Luna Digger is one of the best-documented fights so far and it behaves very differently from the earlier bosses. PC Gamer describes it as a giant mechanical worm that spends most of the encounter underground and gives you only brief, awkward punish windows. That changes what a best loadout looks like. Area comfort picks matter less. Short-window damage matters more.
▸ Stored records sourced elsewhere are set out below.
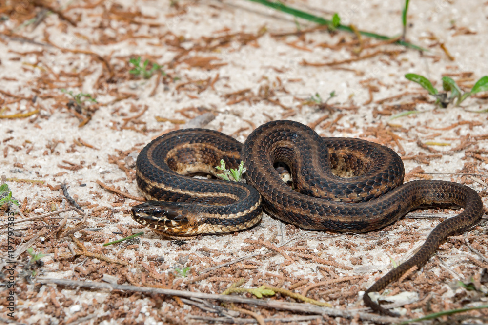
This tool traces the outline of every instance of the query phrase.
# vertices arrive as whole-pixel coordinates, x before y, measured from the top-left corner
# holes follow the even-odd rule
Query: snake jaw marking
[[[229,168],[237,168],[242,159],[250,185],[184,175],[215,176],[214,167],[221,159]],[[275,169],[279,163],[289,169],[294,190],[281,179]],[[263,208],[303,229],[356,233],[377,230],[417,209],[464,208],[439,224],[412,257],[366,291],[365,305],[391,316],[398,315],[373,302],[369,293],[414,266],[420,268],[446,238],[466,231],[483,214],[481,198],[470,188],[440,180],[402,184],[403,163],[393,150],[359,139],[321,138],[292,121],[263,124],[244,144],[210,130],[170,132],[142,149],[136,171],[144,196],[158,201],[134,207],[133,218],[179,236],[244,230],[259,222]]]
[[[190,221],[184,206],[175,203],[148,201],[132,207],[132,218],[143,226],[163,232],[179,235],[198,231],[199,220]],[[176,231],[175,230],[176,230]]]

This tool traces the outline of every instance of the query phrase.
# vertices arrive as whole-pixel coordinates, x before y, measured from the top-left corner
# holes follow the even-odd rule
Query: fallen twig
[[[359,319],[361,320],[383,324],[390,324],[398,321],[398,319],[395,317],[368,314],[352,309],[342,310],[333,308],[321,307],[305,304],[287,303],[276,300],[264,300],[254,298],[243,298],[237,296],[203,293],[202,292],[195,292],[171,289],[161,289],[144,287],[136,287],[135,286],[129,286],[127,285],[118,285],[113,283],[81,281],[65,279],[53,279],[41,277],[37,278],[37,282],[38,283],[42,284],[53,284],[59,286],[67,286],[92,289],[122,290],[132,292],[144,292],[150,295],[160,294],[167,296],[177,296],[178,297],[184,297],[190,299],[198,298],[202,299],[213,299],[214,300],[229,303],[253,305],[257,306],[263,306],[267,308],[288,310],[296,312],[308,313],[317,315],[327,314],[332,317],[344,317],[346,318],[352,318],[356,316],[359,317]]]

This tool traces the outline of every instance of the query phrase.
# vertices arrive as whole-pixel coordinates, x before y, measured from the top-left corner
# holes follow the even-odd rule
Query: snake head
[[[192,235],[198,227],[187,218],[184,203],[148,201],[133,207],[131,213],[137,222],[163,234]]]

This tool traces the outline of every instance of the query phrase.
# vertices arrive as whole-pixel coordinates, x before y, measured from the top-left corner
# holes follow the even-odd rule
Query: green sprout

PC Gamer recommends Charge Piercer, Photon Laser, Sticky Bombs, Homing Missile, and useful hacking nodes like Heat or Drain, plus better Auto Hack support for Diana. In phase one, the mouth is the most practical damage target when the boss surfaces or charges. In phase two, the body opens up to damage as well, missiles start filling the arena, and mini-drones become both a threat and an opportunity because you can hack them and turn them back for major damage. Luna Digger is much easier once you stop trying to maximize every early opening and save your best output for the later phase.
Pragmata Boss Guide: Sentinel

Sentinel is the late-game boss tied to Central Port. PowerPyx’s trophy roadmap confirms defeating the Sentinel as an automatic story milestone, and Polygon’s Central Port walkthrough indicates that you must cleanse the Sentinel twice before you can hack it. That already tells you what kind of fight it is: a faster, more disruptive late-game boss that makes you earn hacking access instead of simply taking it.
Public phase-by-phase coverage for Sentinel is thinner than it is for the earlier bosses, so the honest advice has to stay close to what is actually supported. The fight appears to revolve around repeated cleansing, then hacking, then punishing in a tighter late-game arena context. So the right prep is the same, just more demanding: bring dependable hacking support, don’t waste burst too early, and expect less room for sloppy movement.
Pragmata Boss Guide: Eight

Eight is the final boss tied to the game’s ending route. TheGamer’s ending coverage identifies Eight as the last major confrontation before the normal ending, and its true-ending guide makes clear that cleared saves return you to the pre-final-boss state rather than treating that encounter like a one-and-done cutscene.
The problem is that detailed public phase coverage for Eight is still thin compared with SectorGuard or Luna Digger. So the useful advice here is strategic, not fake-specific: bring the late-game tools that already proved themselves, prioritize hacking support that shortens exposure, and build around reliable burst for short windows instead of carrying a lazy all-purpose kit into the finale. If a site claims precise frame-perfect Eight tech right now without a good source trail, it is probably padding.
What changes after the credits
The boss guide does not really end at Eight if you care about completion. PC Gamer says finishing the main story unlocks Unknown Signal, while PowerPyx’s roadmap says full completion in that mode involves stronger versions of earlier bosses and then another endgame push. So post-game bossing is more about tougher rematches than an entirely separate story-boss chain.
What every Pragmata boss is really testing
The pattern is simple once you stop looking at the bosses as isolated set pieces. SectorGuard teaches the loop. Creatorstresses the loop. Garden Keeper punishes impatience. Luna Digger rewards timing. Sentinel asks whether you can still cleanse, hack, and punish under late-game pressure. Eight is the final check on everything the game has been teaching you. The bosses look different, but the underlying rule never changes: if you do not respect Diana’s side of the combat system, Hugh’s firepower will never be enough.